The Seventh R.L. Shep Triennial Symposium on Textiles and Dress
On Saturday 11 May 2019, the Los Angeles County Museum of Art (LACMA) will present a one-day symposium exploring Central Asian ikat textiles, the evolution of pattern design within a cultural context, and its production from the 19th-century through to the present day. The Seventh R.L. Shep Triennial Symposium on Textiles and Dress will be held in conjunction with the exhibition ‘Power of Pattern: Central Asian Ikats from the David and Elizabeth Reisbord Collection’, on view in the Resnick Pavilion at LACMA until 11 August 2019.
Lecture titles and speakers at the Seventh R.L. Shep Triennial Symposium on Textiles and Dress will include: ‘All of a Piece: Ikat and the Central Asian Aesthetic,’ Andrew Hale, Director of Anahita Gallery; ‘Beauty and Purpose: Central Asian Ikat Garments,’ Sumru Belger Krody, Senior Curator of The Textile Museum; ‘Ikat and Politics, Ikat and Creativity: Uzbek Textiles in the Soviet and Post-Soviet Periods,’ Irina Bogoslovskaya, Independent Scholar (Samarkand and Tashkent, Uzbekistan); and ‘Wearing the World: A Look Inside Central Asian Ikat Robes’, Annie Carlano, Senior Curator of Craft, Design, and Fashion at The Mint Museum. Also participating will be David Reisbord, in conversation with Clarissa M. Esguerra, LACMA’s Associate Curator of Costume and Textiles, on the subject of ‘A Collector’s Eye’.
‘Power of Pattern’ features more than 60 Central Asian silk ikat robes and panels drawn exclusively from a visually dynamic collection that has just been generously gifted to LACMA. The donors are local textile collectors David and Elizabeth Reisbord, who are a familiar sight at many a textile art event, resplendently clad in ikat coats and robes from their fine collection.

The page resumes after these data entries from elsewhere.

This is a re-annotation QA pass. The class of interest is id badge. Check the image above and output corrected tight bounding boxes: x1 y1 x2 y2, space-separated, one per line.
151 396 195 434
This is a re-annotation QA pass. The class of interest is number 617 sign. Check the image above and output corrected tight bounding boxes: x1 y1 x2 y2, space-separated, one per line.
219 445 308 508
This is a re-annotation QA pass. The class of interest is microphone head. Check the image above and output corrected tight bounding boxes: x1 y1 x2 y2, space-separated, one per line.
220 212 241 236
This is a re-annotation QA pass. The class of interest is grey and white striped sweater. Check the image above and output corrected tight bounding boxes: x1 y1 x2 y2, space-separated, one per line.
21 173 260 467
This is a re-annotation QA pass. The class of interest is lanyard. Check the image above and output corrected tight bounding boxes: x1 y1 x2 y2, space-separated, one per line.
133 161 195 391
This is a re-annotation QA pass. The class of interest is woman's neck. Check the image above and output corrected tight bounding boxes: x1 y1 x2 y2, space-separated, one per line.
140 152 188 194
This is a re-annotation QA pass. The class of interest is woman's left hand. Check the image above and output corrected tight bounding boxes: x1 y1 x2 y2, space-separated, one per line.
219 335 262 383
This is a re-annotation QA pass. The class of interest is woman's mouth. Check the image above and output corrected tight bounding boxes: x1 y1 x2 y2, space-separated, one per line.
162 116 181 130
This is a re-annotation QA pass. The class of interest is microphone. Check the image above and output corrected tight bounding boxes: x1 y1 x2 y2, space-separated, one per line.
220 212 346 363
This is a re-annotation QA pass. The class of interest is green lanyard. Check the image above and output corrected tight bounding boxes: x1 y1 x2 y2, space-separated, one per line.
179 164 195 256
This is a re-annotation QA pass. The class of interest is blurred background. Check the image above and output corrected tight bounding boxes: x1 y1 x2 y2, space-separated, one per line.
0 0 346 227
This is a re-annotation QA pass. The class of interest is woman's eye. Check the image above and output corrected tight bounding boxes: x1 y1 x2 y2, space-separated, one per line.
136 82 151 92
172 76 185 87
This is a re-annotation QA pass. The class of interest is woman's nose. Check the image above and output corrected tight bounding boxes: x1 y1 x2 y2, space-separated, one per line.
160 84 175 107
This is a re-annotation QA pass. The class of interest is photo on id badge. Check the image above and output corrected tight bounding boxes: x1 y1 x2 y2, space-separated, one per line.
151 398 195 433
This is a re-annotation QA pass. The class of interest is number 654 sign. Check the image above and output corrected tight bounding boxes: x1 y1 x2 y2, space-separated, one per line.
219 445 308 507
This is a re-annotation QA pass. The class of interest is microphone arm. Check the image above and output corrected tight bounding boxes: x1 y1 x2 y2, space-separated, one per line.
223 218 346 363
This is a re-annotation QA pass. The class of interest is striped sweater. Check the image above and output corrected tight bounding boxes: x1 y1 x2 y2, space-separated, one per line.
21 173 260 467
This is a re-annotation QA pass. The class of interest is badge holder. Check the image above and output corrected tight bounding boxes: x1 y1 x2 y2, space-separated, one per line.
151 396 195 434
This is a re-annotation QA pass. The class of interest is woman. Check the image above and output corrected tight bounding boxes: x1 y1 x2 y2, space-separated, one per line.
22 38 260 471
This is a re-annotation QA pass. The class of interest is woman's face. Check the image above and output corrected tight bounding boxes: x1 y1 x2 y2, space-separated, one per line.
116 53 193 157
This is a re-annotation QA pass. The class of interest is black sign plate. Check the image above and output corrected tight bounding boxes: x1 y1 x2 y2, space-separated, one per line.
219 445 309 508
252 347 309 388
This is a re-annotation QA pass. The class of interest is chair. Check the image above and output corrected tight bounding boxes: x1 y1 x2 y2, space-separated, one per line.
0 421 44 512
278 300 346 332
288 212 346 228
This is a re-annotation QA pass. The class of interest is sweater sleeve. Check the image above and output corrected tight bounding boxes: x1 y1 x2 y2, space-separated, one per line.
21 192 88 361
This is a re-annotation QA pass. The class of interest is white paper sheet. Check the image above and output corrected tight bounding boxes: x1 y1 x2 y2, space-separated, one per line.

Curated by LACMA’s associate curator of costume and textiles Clarissa M. Esguerra, the display is organised by motif and examines how, in the 19th and early 20th-centuries, Uzbekistan and Tajikistan’s urban and village designers, dyers and weavers used improvisation and abstraction to create their characteristic colourful, eye-dazzling textiles.